The first question asks voters to add a preamble to the charter acknowledging past “grave injustices and atrocities” and current “discrimination, racial segregation, mass incarceration, and other forms of violence and systemic inequity.” In the future, it declares, the city must strive “to reconstruct, revise and reimagine our foundations, structures, institutions, and laws to promote justice and equity for all New Yorkers.” The commission’s report claims that this proposed preamble represents the values “that matter most to New Yorkers,” forming “a consensus about the elements of an equitable city.” But does this language reflect the beliefs of most residents, or those of a small cadre of progressive elites?

Consider policing. The report asserts that the police have created a “violent history and constant threat” that “has inhibited thriving individuals, families and communities” via “a form of structural violence.” Yet polling done last year by the Manhattan Institute reveals that 62 percent of black New Yorkers and 71 percent of Hispanics supported empowering police officers to respond more to quality-of-life issues in communities. Only 17 percent of blacks and 18 percent of Hispanics wish to see a smaller police presence.

The second question enables the first to be put into practical effect.
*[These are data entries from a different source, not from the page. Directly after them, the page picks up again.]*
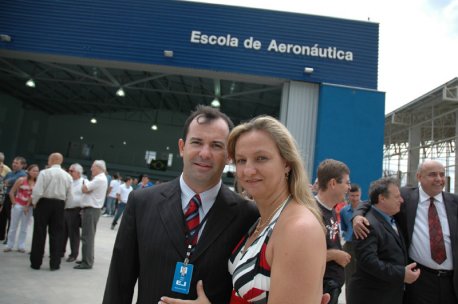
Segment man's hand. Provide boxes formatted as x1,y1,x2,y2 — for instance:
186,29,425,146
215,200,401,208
353,215,370,240
404,263,420,284
321,293,331,304
158,281,211,304
326,249,351,267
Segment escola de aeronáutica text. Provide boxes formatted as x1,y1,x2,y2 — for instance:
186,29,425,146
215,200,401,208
191,31,353,61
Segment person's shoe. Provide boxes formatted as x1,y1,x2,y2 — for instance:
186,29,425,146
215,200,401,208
65,257,76,262
73,263,92,269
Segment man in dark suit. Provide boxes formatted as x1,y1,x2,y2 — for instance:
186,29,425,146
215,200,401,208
353,160,458,304
348,178,420,304
103,107,259,304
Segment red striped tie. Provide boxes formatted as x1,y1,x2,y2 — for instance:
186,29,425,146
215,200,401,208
428,197,447,264
184,194,201,246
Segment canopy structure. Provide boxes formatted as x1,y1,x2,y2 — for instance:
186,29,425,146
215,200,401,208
383,78,458,192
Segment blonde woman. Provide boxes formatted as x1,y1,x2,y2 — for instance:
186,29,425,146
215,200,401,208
3,165,40,252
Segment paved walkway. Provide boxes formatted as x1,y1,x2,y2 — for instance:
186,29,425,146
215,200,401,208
0,217,345,304
0,217,123,304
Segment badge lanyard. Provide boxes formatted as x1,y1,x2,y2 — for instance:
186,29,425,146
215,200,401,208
172,209,208,294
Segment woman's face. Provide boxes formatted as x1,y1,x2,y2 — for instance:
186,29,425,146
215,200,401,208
235,130,289,201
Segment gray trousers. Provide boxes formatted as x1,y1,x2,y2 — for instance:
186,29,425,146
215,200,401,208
62,207,81,259
81,208,100,267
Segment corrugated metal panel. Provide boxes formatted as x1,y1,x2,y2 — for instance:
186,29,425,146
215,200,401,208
280,81,319,178
0,0,378,89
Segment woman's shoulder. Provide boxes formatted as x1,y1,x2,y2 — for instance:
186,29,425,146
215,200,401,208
277,201,324,239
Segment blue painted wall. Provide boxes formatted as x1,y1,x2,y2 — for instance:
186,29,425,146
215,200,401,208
313,85,385,198
0,0,379,89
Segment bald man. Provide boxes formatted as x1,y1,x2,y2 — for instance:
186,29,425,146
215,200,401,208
30,153,72,270
353,160,458,304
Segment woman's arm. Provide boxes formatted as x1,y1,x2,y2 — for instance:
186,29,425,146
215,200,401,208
8,177,26,205
267,210,326,304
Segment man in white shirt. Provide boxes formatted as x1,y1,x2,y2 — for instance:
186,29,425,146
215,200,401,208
353,160,458,304
30,153,72,270
111,177,134,230
63,163,88,262
74,160,108,269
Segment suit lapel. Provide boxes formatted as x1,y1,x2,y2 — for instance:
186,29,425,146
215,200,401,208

It would require the city as a whole and each agency individually to create biennial racial-equity plans and would establish a city office for racial-equity matters, headed by a “chief equity officer.” This new office would be tasked with improving access to city services, collecting equity-related data, and providing agencies with “training and technical assistance on racial equity.” Finally, the measure would create a standing 15-member Commission on Racial Equity, appointed by the mayor and other city officials, to propose changes to racial-equity plans and to track compliance with them.

These new entities would serve as a magnet for progressive interest groups. Racial-equity plans are designed to inform the budget process, so the city will likely face perennial pressure to increase spending on equity-related measures. But as Stephen Eide has argued in the context of maintaining a standalone homeless-services department, New York doesn’t need single-purpose bodies to demonstrate a commitment to improving the lives of those in disadvantaged communities. And lobbying by groups that represent a particular constituency might undermine the interests of other groups that fall under the preamble’s umbrella: as recent events in Los Angeles demonstrate, complex racial politics in diverse cities can’t be reduced to a unified coalition of the marginalized struggling against the allegedly powerful white majority. In any case, given the composition of the charter commission itself, these new positions would likely draw from the ranks of activist organizations, unions, and academia—thus flattening the true range of public opinion.

The final question would create a so-called “true cost of living measure” that aims to calculate “an average amount necessary to cover the cost of essential needs at an adequate level,” including housing, health care, clothing, transportation, taxes, and so on, but “without offsetting those costs through public assistance or private or informal assistance.”

This proposal quickly encounters difficulties. Omitting public benefits seems like an attempt to engineer an artificially eye-popping cost-of-living figure. Indeed, New York State leads the nation in welfare spending. In 2018, the state spent $3,869 per resident on Medicaid—twice the national average. New York City operates the nation’s largest municipal hospital system, which has historically (though not currently) run deep deficits.

Above all, the worst aspect of these ballot measures is their potential to entrench racial categorization, classification, and division throughout city government. Should New York really adopt color-consciousness as the lodestar of the city constitution at a time when an increasingly multiethnic country is wrestling over the salience of race? The ballot questions come as racial minorities wield unprecedented power and influence in Gotham. The city’s mayor, city council speaker, and police commissioner are black; 34 out of 51 councilmembers belong to the Black, Latino, and Asian Caucus; the NYPD has been a majority-minority force for over a decade; and black New Yorkers vote in at least the same rates as their white compatriots, with Latinos gaining ground.

New York voters will have to decide whether their city would really benefit from a renewed focus on racial matters.